Sans elle, les pays en développement affirment que des objectifs de conservation ambitieux seront impossibles à atteindre, une réelle préoccupation étant donné que le monde a manqué pratiquement tous ses objectifs de biodiversité jusqu’à présent.
Les pays riches « reconnaissent qu’il y a des efforts supplémentaires à faire », selon un représentant, bien qu’ils aient contesté les estimations des pays en développement concernant le financement nécessaire.
Les observateurs s’attendent à ce que le secteur privé joue un rôle de plus en plus important.
Rôle du secteur privé
L’année dernière, Jeff Bezos et Mike Bloomberg d’Amazon ont rejoint d’autres philanthropes en promettant 5 milliards de dollars d’ici 2030 pour la restauration et la conservation de la biodiversité.
La coalition Business for Nature a le soutien de plus d’un millier d’entreprises qui, comme les associations de conservation, réclament un texte ambitieux.

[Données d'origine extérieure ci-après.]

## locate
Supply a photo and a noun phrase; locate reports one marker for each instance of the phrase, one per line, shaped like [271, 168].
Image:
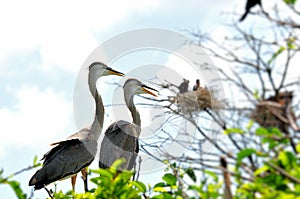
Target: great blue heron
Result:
[75, 153]
[121, 137]
[249, 5]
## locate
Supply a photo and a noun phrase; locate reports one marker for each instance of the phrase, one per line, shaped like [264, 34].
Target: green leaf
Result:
[17, 189]
[249, 125]
[190, 172]
[245, 153]
[170, 179]
[287, 158]
[160, 184]
[261, 170]
[298, 148]
[141, 186]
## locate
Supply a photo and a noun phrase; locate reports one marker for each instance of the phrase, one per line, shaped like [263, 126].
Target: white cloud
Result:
[63, 30]
[39, 118]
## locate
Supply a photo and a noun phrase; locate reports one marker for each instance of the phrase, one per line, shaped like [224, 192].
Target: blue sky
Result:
[43, 46]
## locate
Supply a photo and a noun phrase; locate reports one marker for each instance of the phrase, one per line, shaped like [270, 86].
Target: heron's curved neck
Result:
[97, 125]
[134, 112]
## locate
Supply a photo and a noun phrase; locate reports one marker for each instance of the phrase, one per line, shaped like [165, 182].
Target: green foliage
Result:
[290, 2]
[14, 184]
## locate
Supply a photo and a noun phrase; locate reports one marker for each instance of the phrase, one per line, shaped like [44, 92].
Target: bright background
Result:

« Les entreprises ont besoin de la certitude politique pour investir de toute urgence, innover, changer leurs modèles commerciaux », a déclaré Eva Zabey, directrice de Business for Nature, ajoutant que de nombreuses entreprises sont prêtes à être tenues responsables de leur impact sur la biodiversité.
Quant aux subventions, les gouvernements les défendent souvent comme aidant les pauvres, a déclaré Ronald Steenblik, auteur de l’étude Business for Nature.
Mais il a dit « lorsque vous faites l’analyse, vous constatez qu’en réalité les principaux bénéficiaires sont très souvent les plus riches ».
Quelque 80 pour cent des subventions à la pêche, par exemple, vont à la pêche industrielle et non aux petits pêcheurs.
Mais les réformes peuvent être difficiles car des secteurs d’activité entiers en dépendent.
Comme c’est souvent le cas dans les négociations internationales, le sujet ne sera vraisemblablement résolu que dans la dernière ligne droite, lors de la COP15 en Chine.